A Cell proliferation and viability analysis of U251, ID-1^−/−.U251.1, and ID-1^−/−.U251.2 cells after supplementation with 0 µM and 100 µM hypoxanthine for 3 days. The data are normalized to untreated control and presented as mean ± SD. B Cell proliferation and viability analysis of U251, ID-1^−/−.U251.1, and ID-1^−/−.U251.2 cells after supplementation with 100 µM hypoxanthine over the course of 7 days. Viability measurements were made at 1, 3, 5, and 7 days. The data are normalized to untreated control and presented as mean ± SD. C Relative change in viability and proliferation in hypoxanthine-supplemented and unsupplemented U251, ID-1^−/−.U251.1, and ID-1^−/−.U251.2 cells. The data are presented as mean ± SD change in fluorescence intensity. (*p ≤ 0.5, **p ≤ 0.05, ***p ≤ 0.01 by two-tailed t-test, N = 3).

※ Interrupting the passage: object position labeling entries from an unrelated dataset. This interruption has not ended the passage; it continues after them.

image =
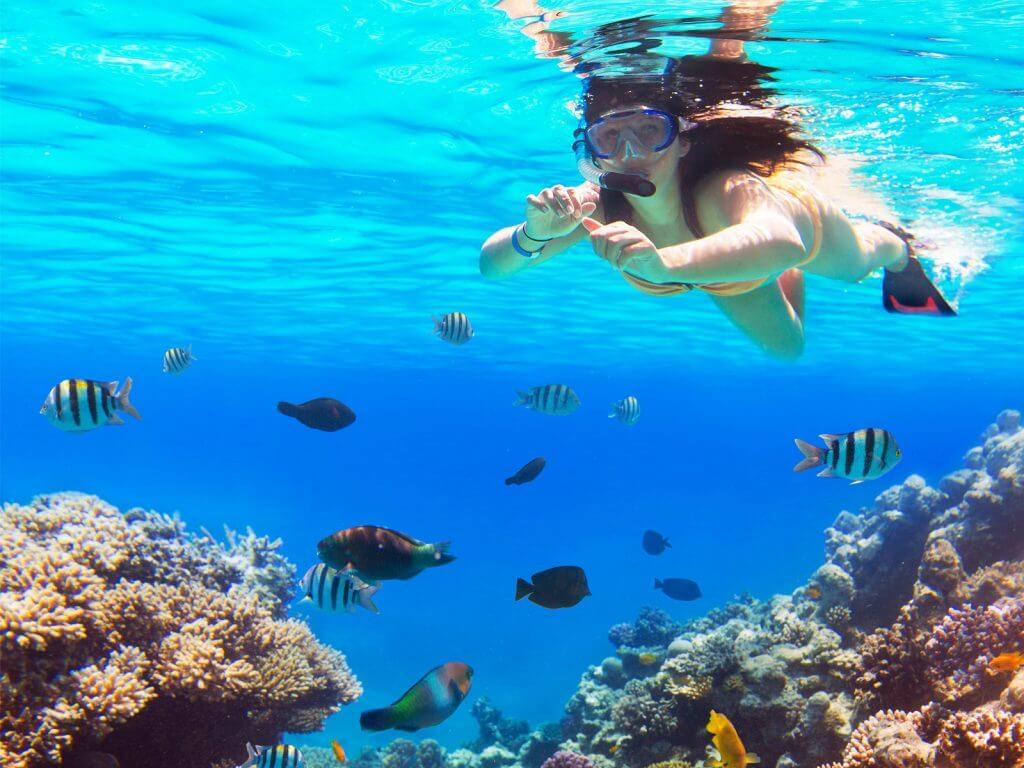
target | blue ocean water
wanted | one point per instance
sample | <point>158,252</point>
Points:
<point>296,189</point>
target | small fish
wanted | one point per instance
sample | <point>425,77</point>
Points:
<point>377,554</point>
<point>561,587</point>
<point>80,404</point>
<point>279,756</point>
<point>553,399</point>
<point>1007,662</point>
<point>325,414</point>
<point>678,589</point>
<point>627,411</point>
<point>654,543</point>
<point>527,473</point>
<point>177,359</point>
<point>331,589</point>
<point>339,753</point>
<point>858,456</point>
<point>430,701</point>
<point>455,328</point>
<point>731,752</point>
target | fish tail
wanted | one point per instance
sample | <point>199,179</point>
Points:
<point>124,403</point>
<point>378,720</point>
<point>812,456</point>
<point>522,588</point>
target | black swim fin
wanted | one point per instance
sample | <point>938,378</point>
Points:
<point>909,291</point>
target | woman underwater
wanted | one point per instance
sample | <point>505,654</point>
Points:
<point>731,213</point>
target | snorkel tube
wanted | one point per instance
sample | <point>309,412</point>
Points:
<point>624,182</point>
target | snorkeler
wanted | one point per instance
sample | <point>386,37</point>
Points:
<point>698,194</point>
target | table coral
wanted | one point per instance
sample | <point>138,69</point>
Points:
<point>126,633</point>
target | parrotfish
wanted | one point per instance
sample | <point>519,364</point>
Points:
<point>561,587</point>
<point>279,756</point>
<point>627,411</point>
<point>80,404</point>
<point>726,740</point>
<point>527,473</point>
<point>428,702</point>
<point>858,456</point>
<point>325,414</point>
<point>554,399</point>
<point>377,554</point>
<point>654,543</point>
<point>455,328</point>
<point>331,589</point>
<point>678,589</point>
<point>177,359</point>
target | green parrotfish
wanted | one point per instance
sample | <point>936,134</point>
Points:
<point>428,702</point>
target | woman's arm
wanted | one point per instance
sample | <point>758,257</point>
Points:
<point>757,237</point>
<point>558,209</point>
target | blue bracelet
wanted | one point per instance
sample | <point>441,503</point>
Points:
<point>520,250</point>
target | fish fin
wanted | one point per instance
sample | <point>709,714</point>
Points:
<point>124,403</point>
<point>522,588</point>
<point>812,455</point>
<point>378,720</point>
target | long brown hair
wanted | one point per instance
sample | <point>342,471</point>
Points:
<point>704,90</point>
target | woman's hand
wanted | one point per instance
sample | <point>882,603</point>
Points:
<point>622,245</point>
<point>555,212</point>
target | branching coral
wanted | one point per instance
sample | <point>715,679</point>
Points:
<point>163,647</point>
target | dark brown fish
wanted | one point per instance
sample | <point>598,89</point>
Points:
<point>376,553</point>
<point>561,587</point>
<point>325,414</point>
<point>528,472</point>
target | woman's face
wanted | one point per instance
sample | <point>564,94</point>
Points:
<point>632,138</point>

Fig. 5. AICAR accumulation is associated with increased AMPK activation in U251-ID-1-null cells and sensitizes glioblastoma cells to TMZ chemotherapy.

A Western blot analysis and quantitative densitometry ratios of AMPK and p-AMPK (Thr172) expression in ID-1^−/−.U251.1, ID-1^−/−.U251.2, and U251 cells. B Viability analysis of U251 and U251-TR cells treated with 5 µM AICAR, 50 µM TMZ, or a combination (5 µM AICAR + 50 µM TMZ) for 3 days. C Western blot analysis and quantitative densitometry ratios of AMPK and p-AMPK (Thr172) expression in U251 and U251-TR cells after treatment with 5 µM AICAR, 100 µM TMZ, and combined treatment. All data are normalized to untreated control and presented as mean ± SD. (*p ≤ 0.5, **p ≤ 0.05, ***p ≤ 0.01 by two-tailed t-test, N = 3).

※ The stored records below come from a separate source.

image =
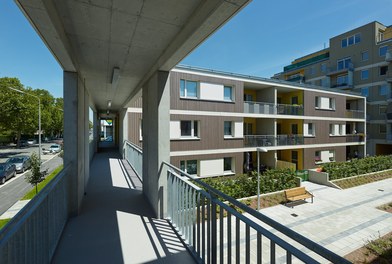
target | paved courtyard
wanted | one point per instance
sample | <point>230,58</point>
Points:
<point>340,220</point>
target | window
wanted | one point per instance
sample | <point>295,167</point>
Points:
<point>188,89</point>
<point>364,55</point>
<point>344,63</point>
<point>325,103</point>
<point>364,74</point>
<point>228,93</point>
<point>228,128</point>
<point>382,109</point>
<point>351,40</point>
<point>365,91</point>
<point>323,67</point>
<point>189,166</point>
<point>189,128</point>
<point>342,80</point>
<point>309,129</point>
<point>383,89</point>
<point>248,98</point>
<point>382,51</point>
<point>383,70</point>
<point>227,164</point>
<point>383,128</point>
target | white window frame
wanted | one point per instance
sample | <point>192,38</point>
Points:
<point>194,123</point>
<point>186,90</point>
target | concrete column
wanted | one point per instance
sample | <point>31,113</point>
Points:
<point>75,141</point>
<point>156,140</point>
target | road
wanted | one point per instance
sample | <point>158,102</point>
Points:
<point>14,189</point>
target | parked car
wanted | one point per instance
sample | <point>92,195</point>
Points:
<point>7,171</point>
<point>21,163</point>
<point>55,148</point>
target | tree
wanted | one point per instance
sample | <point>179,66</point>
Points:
<point>19,113</point>
<point>36,176</point>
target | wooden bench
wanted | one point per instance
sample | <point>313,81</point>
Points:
<point>296,194</point>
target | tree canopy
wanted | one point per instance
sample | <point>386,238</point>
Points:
<point>19,111</point>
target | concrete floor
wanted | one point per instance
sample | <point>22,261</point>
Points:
<point>116,223</point>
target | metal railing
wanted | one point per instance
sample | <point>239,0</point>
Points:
<point>214,230</point>
<point>32,235</point>
<point>271,140</point>
<point>355,138</point>
<point>272,109</point>
<point>134,155</point>
<point>355,114</point>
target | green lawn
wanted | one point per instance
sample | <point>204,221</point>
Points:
<point>42,184</point>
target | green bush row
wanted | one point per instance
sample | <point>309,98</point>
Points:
<point>246,185</point>
<point>339,170</point>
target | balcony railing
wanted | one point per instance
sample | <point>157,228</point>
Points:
<point>355,138</point>
<point>355,114</point>
<point>32,235</point>
<point>271,140</point>
<point>133,154</point>
<point>211,225</point>
<point>272,109</point>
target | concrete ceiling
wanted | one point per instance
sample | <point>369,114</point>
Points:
<point>139,37</point>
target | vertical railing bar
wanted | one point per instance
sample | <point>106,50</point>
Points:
<point>272,251</point>
<point>214,230</point>
<point>259,248</point>
<point>229,251</point>
<point>208,230</point>
<point>247,244</point>
<point>221,234</point>
<point>203,230</point>
<point>237,240</point>
<point>288,257</point>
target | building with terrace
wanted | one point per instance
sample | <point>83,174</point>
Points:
<point>358,60</point>
<point>218,120</point>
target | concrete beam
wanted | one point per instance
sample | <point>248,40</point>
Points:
<point>156,140</point>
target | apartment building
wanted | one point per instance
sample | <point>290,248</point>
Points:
<point>219,120</point>
<point>359,60</point>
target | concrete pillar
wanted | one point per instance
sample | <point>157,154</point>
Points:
<point>76,143</point>
<point>156,140</point>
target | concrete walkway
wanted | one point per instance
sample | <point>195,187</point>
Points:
<point>340,220</point>
<point>116,223</point>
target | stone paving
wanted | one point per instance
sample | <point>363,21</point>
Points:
<point>340,220</point>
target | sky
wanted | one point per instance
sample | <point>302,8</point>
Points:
<point>260,40</point>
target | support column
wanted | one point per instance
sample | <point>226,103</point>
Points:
<point>75,141</point>
<point>156,140</point>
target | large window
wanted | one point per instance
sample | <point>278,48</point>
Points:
<point>382,51</point>
<point>189,128</point>
<point>364,74</point>
<point>228,128</point>
<point>228,93</point>
<point>351,40</point>
<point>188,89</point>
<point>189,166</point>
<point>383,70</point>
<point>364,55</point>
<point>342,80</point>
<point>344,63</point>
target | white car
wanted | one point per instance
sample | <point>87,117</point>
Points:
<point>55,148</point>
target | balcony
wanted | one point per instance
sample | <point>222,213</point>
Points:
<point>272,109</point>
<point>271,140</point>
<point>357,114</point>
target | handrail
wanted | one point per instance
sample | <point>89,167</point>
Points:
<point>214,194</point>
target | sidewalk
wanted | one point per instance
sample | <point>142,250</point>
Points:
<point>340,220</point>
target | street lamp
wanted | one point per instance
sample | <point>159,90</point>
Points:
<point>258,174</point>
<point>39,120</point>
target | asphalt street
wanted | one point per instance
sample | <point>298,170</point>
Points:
<point>14,189</point>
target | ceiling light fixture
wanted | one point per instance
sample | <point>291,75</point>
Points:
<point>115,76</point>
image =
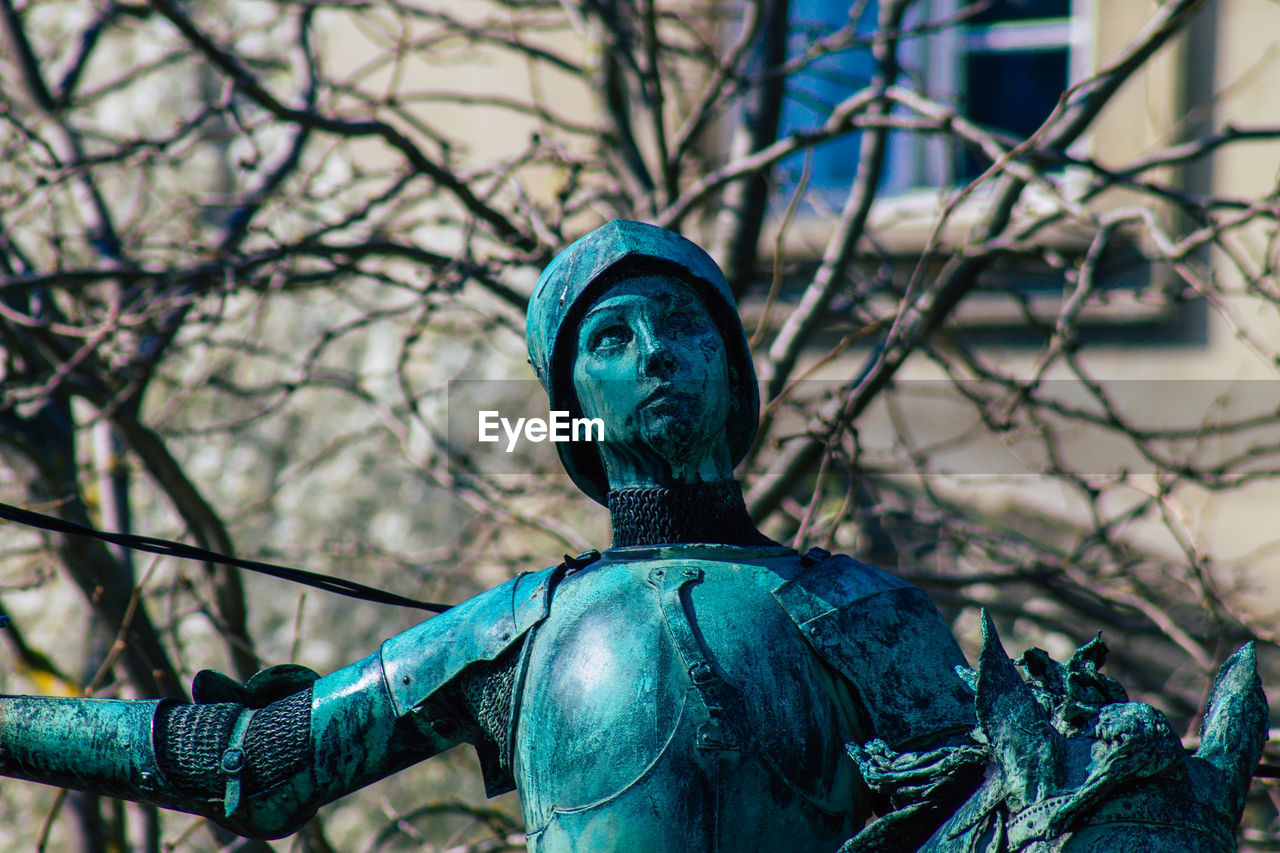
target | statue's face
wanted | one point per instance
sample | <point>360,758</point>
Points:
<point>650,363</point>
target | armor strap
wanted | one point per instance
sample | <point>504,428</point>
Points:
<point>720,699</point>
<point>1141,808</point>
<point>233,761</point>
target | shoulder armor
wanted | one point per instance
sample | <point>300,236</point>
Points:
<point>426,657</point>
<point>887,638</point>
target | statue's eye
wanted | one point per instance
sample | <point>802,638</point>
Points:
<point>609,337</point>
<point>681,323</point>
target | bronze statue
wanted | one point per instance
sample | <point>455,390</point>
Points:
<point>696,687</point>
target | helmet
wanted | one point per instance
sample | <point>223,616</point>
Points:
<point>613,252</point>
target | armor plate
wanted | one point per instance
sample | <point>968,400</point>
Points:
<point>666,694</point>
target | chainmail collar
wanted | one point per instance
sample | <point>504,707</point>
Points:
<point>702,512</point>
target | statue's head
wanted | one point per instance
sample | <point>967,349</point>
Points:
<point>635,324</point>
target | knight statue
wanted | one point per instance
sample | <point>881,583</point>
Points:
<point>695,687</point>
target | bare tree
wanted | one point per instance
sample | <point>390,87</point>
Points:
<point>245,246</point>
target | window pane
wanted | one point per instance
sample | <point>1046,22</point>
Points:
<point>812,92</point>
<point>1022,10</point>
<point>1011,92</point>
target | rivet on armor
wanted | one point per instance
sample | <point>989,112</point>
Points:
<point>233,761</point>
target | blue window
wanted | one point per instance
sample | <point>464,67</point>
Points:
<point>1004,67</point>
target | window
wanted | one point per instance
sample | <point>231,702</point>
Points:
<point>1004,67</point>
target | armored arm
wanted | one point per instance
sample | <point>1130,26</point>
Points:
<point>261,757</point>
<point>259,766</point>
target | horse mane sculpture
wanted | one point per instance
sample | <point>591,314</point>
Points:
<point>1073,766</point>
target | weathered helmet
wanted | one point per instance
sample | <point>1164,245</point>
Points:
<point>613,252</point>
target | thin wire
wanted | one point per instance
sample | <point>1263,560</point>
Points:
<point>164,547</point>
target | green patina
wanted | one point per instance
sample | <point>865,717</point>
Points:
<point>696,694</point>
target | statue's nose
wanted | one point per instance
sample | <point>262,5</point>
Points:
<point>656,354</point>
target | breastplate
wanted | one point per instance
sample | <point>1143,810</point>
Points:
<point>670,703</point>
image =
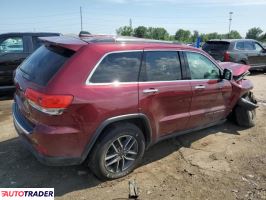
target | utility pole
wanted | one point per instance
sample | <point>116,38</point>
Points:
<point>130,23</point>
<point>230,21</point>
<point>81,22</point>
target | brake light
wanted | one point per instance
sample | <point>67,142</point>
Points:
<point>226,56</point>
<point>50,104</point>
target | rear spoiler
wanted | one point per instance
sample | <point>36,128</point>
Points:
<point>67,42</point>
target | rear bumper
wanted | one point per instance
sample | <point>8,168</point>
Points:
<point>7,88</point>
<point>26,131</point>
<point>257,67</point>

Fig. 6. TMZ chemotherapy enriches for ID-1 and 1-C mediated purine synthesis enzymes in glioblastoma patients.

ID-1 and metabolic enzyme expression studies were performed on samples with pathologically confirmed glioblastoma recurrence following temozolomide chemotherapy. ID-1-high: cases with more than a 2-fold increase in ID-1-expression after recurrence, ID-1-low: cases with less than 2-fold increase in ID-1-expression after recurrence. A Representative images from IHC analysis of primary and recurrent glioblastoma cases from ID-1-low (case A) and ID-1-high (case B) tumors stained for PAICS, MTHFD2, and DHFR. B Percentage of cells staining positive for DHFR, MTHFD2, and PAICS from ID-1-low (case A, D, and F) and ID-1-high (case B, C, and E) cases. Blue trendline represents primary cases, orange trendline represents recurrent cases. All data are presented as absolute mean percentage values of 6 fields of view per case ± SD. (ns = non-significant, p > 0.5, *p ≤ 0.5, **p ≤ 0.05, ***p ≤ 0.01 by two-tailed t-test).